I am, for reasons from the past couple of weeks I'm sure most of you know about, pretty angry and disillusioned with pretty much our entire government right now, but also what appears to be our utter powerlessness to control it. (As someone on the left, you can imagine I feel particularly marooned politically right now) So of course my mind goes straight to Alan Moore & David Lloyd.
So here's V's REAL speech from V FOR VENDETTA.(well, most of it; I applied some cuts but the important stuff is here) Which, unlike the one in the film, doesn't let you off the hook it hangs our leaders upon. Something I feel everyone should read.





All (c)DC Comics. I'd rather say it was (c) Moore & Lloyd, but there you are.

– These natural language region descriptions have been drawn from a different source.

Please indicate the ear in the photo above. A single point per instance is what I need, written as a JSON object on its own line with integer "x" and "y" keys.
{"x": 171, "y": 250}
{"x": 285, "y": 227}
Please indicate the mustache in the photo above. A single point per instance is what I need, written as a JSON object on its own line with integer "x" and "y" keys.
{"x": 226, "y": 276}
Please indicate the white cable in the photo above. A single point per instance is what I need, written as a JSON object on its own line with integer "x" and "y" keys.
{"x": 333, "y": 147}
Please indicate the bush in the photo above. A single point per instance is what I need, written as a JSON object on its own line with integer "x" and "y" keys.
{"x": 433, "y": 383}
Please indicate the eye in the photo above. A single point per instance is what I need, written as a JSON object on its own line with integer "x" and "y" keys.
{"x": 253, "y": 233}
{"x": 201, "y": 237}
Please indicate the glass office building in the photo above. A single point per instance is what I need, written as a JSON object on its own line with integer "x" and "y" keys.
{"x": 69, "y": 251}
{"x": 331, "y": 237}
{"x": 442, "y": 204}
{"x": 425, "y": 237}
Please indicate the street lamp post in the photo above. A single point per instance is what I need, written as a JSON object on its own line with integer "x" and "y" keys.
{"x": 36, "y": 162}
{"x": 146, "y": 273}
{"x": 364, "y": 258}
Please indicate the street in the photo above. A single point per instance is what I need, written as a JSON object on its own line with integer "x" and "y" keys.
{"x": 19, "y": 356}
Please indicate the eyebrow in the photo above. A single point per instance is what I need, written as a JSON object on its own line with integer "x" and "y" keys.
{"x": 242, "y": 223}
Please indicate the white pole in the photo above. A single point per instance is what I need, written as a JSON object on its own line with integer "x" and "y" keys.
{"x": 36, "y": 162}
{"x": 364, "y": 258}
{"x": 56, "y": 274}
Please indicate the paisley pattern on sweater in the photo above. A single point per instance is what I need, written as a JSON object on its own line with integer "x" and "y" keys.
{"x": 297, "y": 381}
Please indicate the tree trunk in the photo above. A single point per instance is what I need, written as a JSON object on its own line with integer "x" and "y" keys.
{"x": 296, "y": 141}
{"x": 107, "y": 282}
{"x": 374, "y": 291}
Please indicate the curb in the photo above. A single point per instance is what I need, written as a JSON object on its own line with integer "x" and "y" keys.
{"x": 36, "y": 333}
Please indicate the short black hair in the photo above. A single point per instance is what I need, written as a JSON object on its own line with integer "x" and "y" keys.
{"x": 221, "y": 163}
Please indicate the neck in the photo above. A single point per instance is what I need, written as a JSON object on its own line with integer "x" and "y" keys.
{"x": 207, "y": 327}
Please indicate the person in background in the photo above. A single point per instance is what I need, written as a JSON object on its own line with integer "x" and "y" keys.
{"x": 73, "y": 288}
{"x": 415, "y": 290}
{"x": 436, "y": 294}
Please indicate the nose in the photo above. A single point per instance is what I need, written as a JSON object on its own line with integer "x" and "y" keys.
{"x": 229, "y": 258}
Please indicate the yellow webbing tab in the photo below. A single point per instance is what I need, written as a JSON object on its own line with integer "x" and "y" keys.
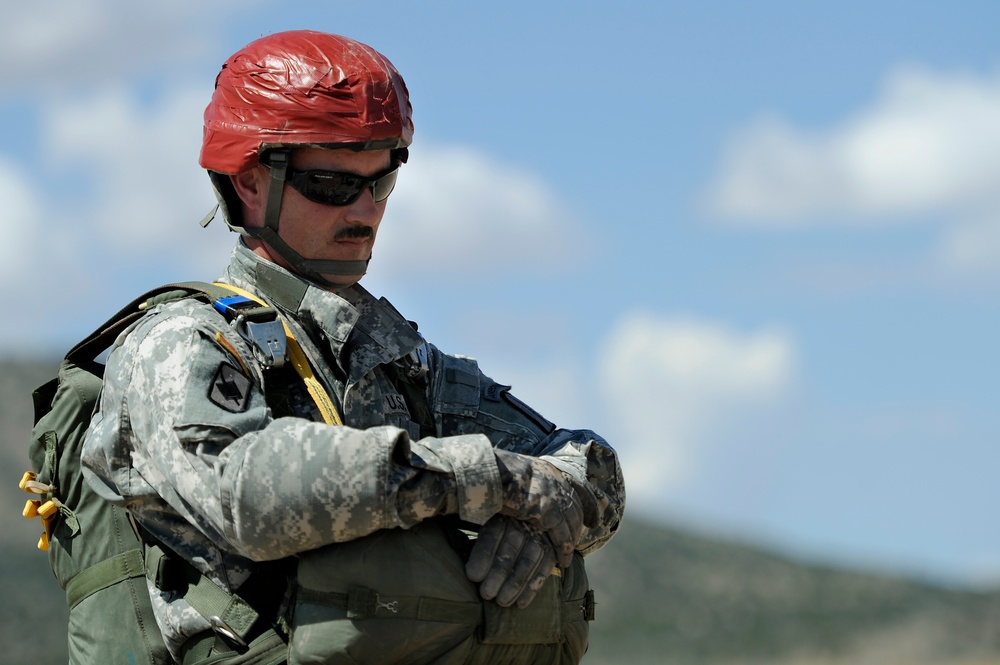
{"x": 301, "y": 365}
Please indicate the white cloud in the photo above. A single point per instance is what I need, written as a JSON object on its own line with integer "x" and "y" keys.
{"x": 131, "y": 216}
{"x": 148, "y": 189}
{"x": 973, "y": 245}
{"x": 677, "y": 386}
{"x": 929, "y": 143}
{"x": 456, "y": 211}
{"x": 19, "y": 223}
{"x": 82, "y": 43}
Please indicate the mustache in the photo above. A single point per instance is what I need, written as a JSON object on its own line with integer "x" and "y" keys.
{"x": 353, "y": 232}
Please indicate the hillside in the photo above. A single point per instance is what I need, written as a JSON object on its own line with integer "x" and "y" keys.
{"x": 664, "y": 595}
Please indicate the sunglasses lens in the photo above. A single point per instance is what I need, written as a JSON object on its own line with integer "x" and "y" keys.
{"x": 382, "y": 188}
{"x": 340, "y": 189}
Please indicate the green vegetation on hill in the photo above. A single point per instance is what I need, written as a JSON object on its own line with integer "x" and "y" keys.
{"x": 664, "y": 595}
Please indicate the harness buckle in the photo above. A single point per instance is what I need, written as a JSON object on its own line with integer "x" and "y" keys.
{"x": 228, "y": 635}
{"x": 267, "y": 340}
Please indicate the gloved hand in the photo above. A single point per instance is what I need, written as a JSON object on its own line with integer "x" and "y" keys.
{"x": 539, "y": 493}
{"x": 512, "y": 559}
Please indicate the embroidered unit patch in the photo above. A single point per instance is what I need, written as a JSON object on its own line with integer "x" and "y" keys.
{"x": 230, "y": 389}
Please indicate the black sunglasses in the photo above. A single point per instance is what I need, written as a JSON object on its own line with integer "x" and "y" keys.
{"x": 337, "y": 188}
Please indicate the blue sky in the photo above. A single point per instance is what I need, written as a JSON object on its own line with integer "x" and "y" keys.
{"x": 756, "y": 245}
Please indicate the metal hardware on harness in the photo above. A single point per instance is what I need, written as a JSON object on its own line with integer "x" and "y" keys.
{"x": 228, "y": 635}
{"x": 267, "y": 340}
{"x": 415, "y": 364}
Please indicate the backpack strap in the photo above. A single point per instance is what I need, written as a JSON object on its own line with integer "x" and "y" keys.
{"x": 301, "y": 365}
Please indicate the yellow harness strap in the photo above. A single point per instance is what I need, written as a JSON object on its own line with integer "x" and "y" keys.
{"x": 301, "y": 365}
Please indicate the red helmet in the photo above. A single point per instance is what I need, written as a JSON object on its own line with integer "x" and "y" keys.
{"x": 303, "y": 88}
{"x": 295, "y": 89}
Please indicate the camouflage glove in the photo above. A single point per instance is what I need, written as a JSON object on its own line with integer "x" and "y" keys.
{"x": 538, "y": 493}
{"x": 512, "y": 559}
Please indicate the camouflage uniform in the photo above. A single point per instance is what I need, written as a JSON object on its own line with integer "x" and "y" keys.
{"x": 226, "y": 485}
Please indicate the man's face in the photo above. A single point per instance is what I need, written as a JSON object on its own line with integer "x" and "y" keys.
{"x": 320, "y": 231}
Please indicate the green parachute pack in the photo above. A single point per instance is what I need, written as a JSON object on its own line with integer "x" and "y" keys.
{"x": 94, "y": 548}
{"x": 393, "y": 596}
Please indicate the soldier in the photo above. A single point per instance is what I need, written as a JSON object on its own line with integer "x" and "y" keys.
{"x": 385, "y": 502}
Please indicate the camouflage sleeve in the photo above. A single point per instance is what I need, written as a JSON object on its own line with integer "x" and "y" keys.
{"x": 182, "y": 423}
{"x": 467, "y": 401}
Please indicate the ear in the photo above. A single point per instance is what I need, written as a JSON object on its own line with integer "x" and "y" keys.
{"x": 251, "y": 187}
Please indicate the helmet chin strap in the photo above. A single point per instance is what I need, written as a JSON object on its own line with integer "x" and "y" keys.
{"x": 312, "y": 269}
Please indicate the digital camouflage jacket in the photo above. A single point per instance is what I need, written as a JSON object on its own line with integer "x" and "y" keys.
{"x": 185, "y": 440}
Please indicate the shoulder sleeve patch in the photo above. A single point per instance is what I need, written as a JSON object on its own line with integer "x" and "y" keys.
{"x": 230, "y": 389}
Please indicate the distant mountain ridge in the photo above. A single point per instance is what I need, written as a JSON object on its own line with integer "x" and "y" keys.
{"x": 665, "y": 595}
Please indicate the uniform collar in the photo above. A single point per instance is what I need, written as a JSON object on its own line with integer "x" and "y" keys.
{"x": 381, "y": 333}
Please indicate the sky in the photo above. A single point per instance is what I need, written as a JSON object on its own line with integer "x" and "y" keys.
{"x": 754, "y": 245}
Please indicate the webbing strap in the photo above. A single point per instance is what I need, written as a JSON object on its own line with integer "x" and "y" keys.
{"x": 363, "y": 603}
{"x": 301, "y": 365}
{"x": 206, "y": 597}
{"x": 101, "y": 575}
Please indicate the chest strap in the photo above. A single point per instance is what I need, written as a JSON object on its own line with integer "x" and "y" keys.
{"x": 301, "y": 364}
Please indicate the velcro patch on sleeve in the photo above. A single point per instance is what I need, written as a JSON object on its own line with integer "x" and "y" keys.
{"x": 230, "y": 389}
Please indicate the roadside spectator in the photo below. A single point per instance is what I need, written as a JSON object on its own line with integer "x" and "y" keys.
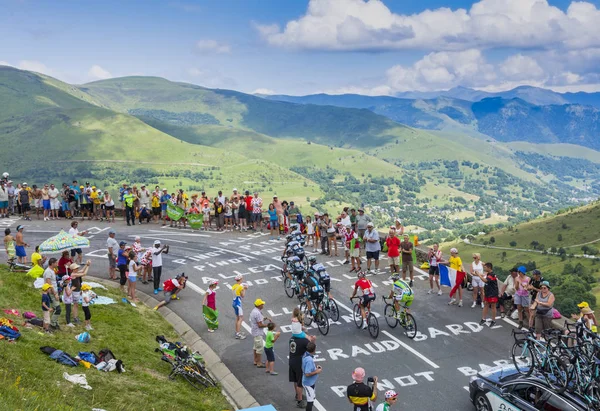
{"x": 372, "y": 246}
{"x": 491, "y": 293}
{"x": 46, "y": 306}
{"x": 157, "y": 253}
{"x": 434, "y": 257}
{"x": 407, "y": 260}
{"x": 87, "y": 295}
{"x": 113, "y": 247}
{"x": 507, "y": 292}
{"x": 476, "y": 282}
{"x": 256, "y": 203}
{"x": 310, "y": 374}
{"x": 271, "y": 337}
{"x": 239, "y": 292}
{"x": 297, "y": 348}
{"x": 359, "y": 394}
{"x": 522, "y": 293}
{"x": 257, "y": 323}
{"x": 544, "y": 303}
{"x": 455, "y": 262}
{"x": 393, "y": 245}
{"x": 534, "y": 288}
{"x": 273, "y": 221}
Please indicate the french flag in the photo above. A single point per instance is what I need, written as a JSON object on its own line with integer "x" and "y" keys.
{"x": 450, "y": 277}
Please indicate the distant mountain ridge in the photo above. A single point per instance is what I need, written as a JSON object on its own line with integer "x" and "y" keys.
{"x": 506, "y": 117}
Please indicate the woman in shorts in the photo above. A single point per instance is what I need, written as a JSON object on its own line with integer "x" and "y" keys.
{"x": 476, "y": 282}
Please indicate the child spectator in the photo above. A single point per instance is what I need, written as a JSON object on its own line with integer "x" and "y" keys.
{"x": 68, "y": 298}
{"x": 46, "y": 306}
{"x": 86, "y": 296}
{"x": 9, "y": 244}
{"x": 134, "y": 268}
{"x": 272, "y": 336}
{"x": 209, "y": 307}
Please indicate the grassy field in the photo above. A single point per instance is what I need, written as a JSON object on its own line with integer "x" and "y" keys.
{"x": 32, "y": 381}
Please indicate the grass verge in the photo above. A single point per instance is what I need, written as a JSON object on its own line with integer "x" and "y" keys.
{"x": 30, "y": 380}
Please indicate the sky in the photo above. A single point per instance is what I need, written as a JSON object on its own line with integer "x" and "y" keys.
{"x": 374, "y": 47}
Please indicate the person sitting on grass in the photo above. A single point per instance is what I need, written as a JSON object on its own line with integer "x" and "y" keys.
{"x": 171, "y": 288}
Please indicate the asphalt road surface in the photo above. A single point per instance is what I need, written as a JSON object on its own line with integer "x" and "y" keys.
{"x": 430, "y": 372}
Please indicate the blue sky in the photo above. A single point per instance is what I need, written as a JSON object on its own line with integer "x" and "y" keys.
{"x": 301, "y": 47}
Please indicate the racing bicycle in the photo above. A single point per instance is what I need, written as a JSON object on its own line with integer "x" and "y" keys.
{"x": 372, "y": 323}
{"x": 404, "y": 318}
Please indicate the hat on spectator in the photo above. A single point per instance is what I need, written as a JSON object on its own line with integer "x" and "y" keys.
{"x": 359, "y": 374}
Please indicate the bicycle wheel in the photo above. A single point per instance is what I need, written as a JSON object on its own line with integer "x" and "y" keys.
{"x": 306, "y": 314}
{"x": 410, "y": 326}
{"x": 290, "y": 289}
{"x": 523, "y": 358}
{"x": 334, "y": 311}
{"x": 322, "y": 322}
{"x": 356, "y": 315}
{"x": 556, "y": 374}
{"x": 389, "y": 312}
{"x": 373, "y": 325}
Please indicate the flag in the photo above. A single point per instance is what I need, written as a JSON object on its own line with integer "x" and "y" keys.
{"x": 450, "y": 277}
{"x": 174, "y": 212}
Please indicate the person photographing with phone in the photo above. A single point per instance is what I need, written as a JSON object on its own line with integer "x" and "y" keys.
{"x": 359, "y": 394}
{"x": 310, "y": 374}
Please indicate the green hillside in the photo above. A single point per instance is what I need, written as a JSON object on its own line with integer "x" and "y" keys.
{"x": 189, "y": 105}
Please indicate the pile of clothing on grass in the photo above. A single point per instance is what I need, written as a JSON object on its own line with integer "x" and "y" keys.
{"x": 105, "y": 360}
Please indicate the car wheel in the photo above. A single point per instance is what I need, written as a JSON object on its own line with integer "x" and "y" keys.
{"x": 482, "y": 403}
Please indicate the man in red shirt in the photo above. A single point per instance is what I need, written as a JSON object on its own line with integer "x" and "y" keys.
{"x": 393, "y": 244}
{"x": 368, "y": 294}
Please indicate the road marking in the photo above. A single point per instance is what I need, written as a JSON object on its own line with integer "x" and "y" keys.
{"x": 232, "y": 252}
{"x": 158, "y": 238}
{"x": 195, "y": 287}
{"x": 412, "y": 350}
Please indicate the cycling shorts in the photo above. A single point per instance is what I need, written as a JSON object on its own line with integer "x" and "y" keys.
{"x": 406, "y": 299}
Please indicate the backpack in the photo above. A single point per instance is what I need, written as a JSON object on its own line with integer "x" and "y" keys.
{"x": 9, "y": 333}
{"x": 105, "y": 355}
{"x": 87, "y": 356}
{"x": 63, "y": 358}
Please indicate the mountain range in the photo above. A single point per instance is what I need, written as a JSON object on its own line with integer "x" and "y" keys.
{"x": 330, "y": 151}
{"x": 504, "y": 116}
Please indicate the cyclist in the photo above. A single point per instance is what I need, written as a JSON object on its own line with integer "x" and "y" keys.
{"x": 321, "y": 274}
{"x": 315, "y": 293}
{"x": 390, "y": 398}
{"x": 368, "y": 294}
{"x": 402, "y": 293}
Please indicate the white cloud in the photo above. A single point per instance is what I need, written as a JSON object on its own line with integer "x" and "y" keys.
{"x": 266, "y": 91}
{"x": 370, "y": 25}
{"x": 32, "y": 65}
{"x": 212, "y": 46}
{"x": 98, "y": 73}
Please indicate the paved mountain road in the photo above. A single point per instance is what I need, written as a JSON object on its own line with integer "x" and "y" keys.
{"x": 429, "y": 372}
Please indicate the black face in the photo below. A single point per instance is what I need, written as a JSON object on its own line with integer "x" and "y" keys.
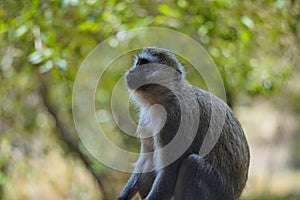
{"x": 153, "y": 67}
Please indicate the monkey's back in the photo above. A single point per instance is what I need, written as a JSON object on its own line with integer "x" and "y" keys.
{"x": 230, "y": 155}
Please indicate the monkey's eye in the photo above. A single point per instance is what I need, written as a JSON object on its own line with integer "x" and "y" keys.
{"x": 142, "y": 61}
{"x": 179, "y": 71}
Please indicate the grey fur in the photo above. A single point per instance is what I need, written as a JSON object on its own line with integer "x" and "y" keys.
{"x": 157, "y": 77}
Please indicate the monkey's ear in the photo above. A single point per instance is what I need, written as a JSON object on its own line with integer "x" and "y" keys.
{"x": 142, "y": 61}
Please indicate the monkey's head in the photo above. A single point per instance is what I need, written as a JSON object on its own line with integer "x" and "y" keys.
{"x": 156, "y": 73}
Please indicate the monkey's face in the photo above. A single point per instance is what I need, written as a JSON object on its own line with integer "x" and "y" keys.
{"x": 155, "y": 74}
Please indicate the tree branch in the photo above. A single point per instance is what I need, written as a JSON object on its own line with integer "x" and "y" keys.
{"x": 72, "y": 143}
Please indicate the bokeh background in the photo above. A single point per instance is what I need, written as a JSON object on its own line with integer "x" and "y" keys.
{"x": 255, "y": 45}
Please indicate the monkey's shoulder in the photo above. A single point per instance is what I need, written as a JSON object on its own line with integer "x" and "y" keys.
{"x": 208, "y": 99}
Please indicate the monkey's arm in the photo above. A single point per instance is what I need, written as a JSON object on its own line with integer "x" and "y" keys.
{"x": 197, "y": 179}
{"x": 164, "y": 183}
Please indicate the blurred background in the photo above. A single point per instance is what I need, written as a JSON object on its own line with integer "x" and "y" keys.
{"x": 255, "y": 45}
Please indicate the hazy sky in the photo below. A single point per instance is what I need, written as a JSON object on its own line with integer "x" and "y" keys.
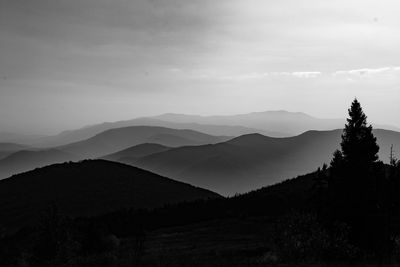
{"x": 68, "y": 63}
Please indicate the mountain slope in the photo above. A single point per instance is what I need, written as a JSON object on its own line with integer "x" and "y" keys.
{"x": 135, "y": 152}
{"x": 287, "y": 123}
{"x": 26, "y": 160}
{"x": 88, "y": 188}
{"x": 72, "y": 136}
{"x": 102, "y": 144}
{"x": 9, "y": 148}
{"x": 252, "y": 161}
{"x": 116, "y": 139}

BRIEF PROMO BLURB: If you feel inclined, why not visit Bottomless Studio for some fine comics both print and free, and more besides?

no subject
Date: 2011-08-02 07:58 am (UTC)The book presents V as someone who just sets the example, opening Britain up to the Land of Do As You Please that he talks about. I also find it quite telling that he isn't the one who kills Susan, and doesn't even touch any of the prominent party figures - they all kill themselves, effectively. To me, I disliked that the most.
no subject
Date: 2011-08-02 08:09 am (UTC)First of all, she is what makes V the complex book it is. She's the representative of the collateral damage his revenge causes. Who is forgotten, who suffers, who you feel for. She's the reason V is not simply to be seen as a hero, but...something else. It's Moore not giving the reader the easy way out, feeling compassion for someone most might simply forget. It's a precursor to the likes of "Last Man Fall."
And it brings together these threads of love and loss. Her of her abusive husband--who was still all she had--and Susan of Fate, which, essentially, V has been fucking right in front of him, another aspect to the book the film is poorer without: the leader and Fate.
He tries to find new love, among his people. And the first time he touches someone ("So nice...just to shake hands with someone...")--
BANG.
Such amazing craft in this book, so early on. A far superior work over time to WATCHMEN, and I think--along with FROM HELL--approaches literature far more than WATCHMEN(as great as it is, in its very genre way) will after superheroes stop being pop-trendy. It'll make sense still anyway.
no subject
Date: 2011-08-02 09:03 am (UTC)And I do find it interesting that Moore actually manages to make Susan somewhat sympathetic, too. He seems quite lost and miserable throughout most of the book, and especially after the revelations with Fate.
no subject
Date: 2011-08-02 09:13 am (UTC)V on the other hand can stand alongside WE, 1984, BRAVE NEW WORLD, A CLOCKWORK ORANGE. I'd say it wins.